The FBI reported last week that violent crimes reported to police dropped by a record 7 percent in 1996 as overall serious crime declined for the fifth years in a row. Led by record declines of 11 percent in murders and 6 percent in aggravated assaults, preliminary FBI figures showed that violent crimes of murder, rape, robbery and aggravated assault together had the largest one-year decline in the 35 years since the FBI began reporting year-to-year comparisons in 1961.
While welcome news, the numbers should be kept in perspective. Said Rep.
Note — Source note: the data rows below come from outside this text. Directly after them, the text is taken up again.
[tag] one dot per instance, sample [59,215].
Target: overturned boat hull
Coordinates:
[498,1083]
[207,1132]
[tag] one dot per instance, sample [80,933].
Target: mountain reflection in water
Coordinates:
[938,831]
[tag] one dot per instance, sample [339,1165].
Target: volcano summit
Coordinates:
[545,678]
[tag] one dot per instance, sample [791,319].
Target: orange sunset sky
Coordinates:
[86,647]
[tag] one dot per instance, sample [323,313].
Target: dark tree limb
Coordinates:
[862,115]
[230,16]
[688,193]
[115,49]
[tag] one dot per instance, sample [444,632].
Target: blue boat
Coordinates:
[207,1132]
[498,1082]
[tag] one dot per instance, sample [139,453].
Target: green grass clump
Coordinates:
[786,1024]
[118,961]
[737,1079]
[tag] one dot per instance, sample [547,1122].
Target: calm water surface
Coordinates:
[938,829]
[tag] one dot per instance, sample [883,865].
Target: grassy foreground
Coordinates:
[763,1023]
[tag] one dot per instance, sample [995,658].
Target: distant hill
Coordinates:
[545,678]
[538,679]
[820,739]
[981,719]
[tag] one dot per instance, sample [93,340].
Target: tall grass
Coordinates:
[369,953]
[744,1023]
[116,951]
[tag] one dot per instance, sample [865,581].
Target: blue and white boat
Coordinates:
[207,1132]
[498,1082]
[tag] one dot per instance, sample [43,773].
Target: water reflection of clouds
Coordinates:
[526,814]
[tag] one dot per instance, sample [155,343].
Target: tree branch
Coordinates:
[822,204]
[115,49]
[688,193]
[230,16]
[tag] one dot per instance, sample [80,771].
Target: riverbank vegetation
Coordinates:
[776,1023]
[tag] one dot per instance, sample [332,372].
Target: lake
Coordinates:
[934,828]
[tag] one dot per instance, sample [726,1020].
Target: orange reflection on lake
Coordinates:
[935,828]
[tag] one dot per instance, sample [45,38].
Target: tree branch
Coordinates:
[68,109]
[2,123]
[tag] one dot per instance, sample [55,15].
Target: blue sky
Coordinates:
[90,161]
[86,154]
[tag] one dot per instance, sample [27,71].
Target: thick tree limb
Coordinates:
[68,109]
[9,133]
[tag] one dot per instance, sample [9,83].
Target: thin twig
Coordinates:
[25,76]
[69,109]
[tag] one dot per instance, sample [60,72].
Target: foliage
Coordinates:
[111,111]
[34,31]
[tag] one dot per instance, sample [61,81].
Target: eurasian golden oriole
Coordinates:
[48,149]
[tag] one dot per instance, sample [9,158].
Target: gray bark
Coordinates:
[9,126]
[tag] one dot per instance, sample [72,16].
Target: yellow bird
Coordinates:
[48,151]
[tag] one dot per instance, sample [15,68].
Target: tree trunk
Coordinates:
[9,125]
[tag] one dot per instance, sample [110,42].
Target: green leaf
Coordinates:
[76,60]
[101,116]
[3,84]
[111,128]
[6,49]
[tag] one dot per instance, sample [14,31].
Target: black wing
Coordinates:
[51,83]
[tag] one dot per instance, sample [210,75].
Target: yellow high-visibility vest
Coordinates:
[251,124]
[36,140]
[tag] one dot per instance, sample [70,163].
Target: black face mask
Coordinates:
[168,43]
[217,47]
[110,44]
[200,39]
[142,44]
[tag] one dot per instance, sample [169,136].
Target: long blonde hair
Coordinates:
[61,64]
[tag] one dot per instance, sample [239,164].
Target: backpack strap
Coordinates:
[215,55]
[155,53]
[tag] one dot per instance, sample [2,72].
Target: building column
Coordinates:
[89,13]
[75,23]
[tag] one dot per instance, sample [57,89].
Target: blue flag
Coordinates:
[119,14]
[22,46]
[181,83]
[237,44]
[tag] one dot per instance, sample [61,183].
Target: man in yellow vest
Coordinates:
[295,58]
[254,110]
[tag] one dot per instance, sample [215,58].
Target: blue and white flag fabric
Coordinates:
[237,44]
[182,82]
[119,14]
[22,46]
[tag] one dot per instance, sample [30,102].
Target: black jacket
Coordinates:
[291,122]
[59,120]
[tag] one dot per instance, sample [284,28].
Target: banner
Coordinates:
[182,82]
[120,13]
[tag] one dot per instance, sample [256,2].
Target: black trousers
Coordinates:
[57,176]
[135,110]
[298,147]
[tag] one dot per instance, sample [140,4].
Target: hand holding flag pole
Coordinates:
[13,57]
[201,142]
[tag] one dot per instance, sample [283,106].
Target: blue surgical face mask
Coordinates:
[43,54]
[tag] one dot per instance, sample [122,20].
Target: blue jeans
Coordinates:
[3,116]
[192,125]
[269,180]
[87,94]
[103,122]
Bill McCollum, R-Fla., "Even with these declines, it is still four times more likely that you are going to be raped, robbed assaulted or murdered than it was in 1960."
What isn't to be taken seriously are claims from the Clinton administration that passage of a federal crime bill including gimmickry such as midnight basketball deserve the credit. Everyone knows that fighting violent street crime is primarily a local law enforcement matter. Academics and police chiefs cite other factors in the drop in reported crimes:
-- The huge, postwar baby boom generation's passage from its crime-prone years into middle age.
-- Declines in criminal turf wars as crack cocaine markets matured.
-- Police efforts to disarm criminals and juveniles, including "zero-tolerance" campaigns, originated in New York City, against minor disorder crimes such as playing loud music, aggressive, even menacing panhandling and the like.
One might also look to the spreading passage of concealed weapon laws permitting law-abiding citizens this natural extension of their God-given right of self-defense. A majority of the nation's population in more than 30 states now lives under some version of this law.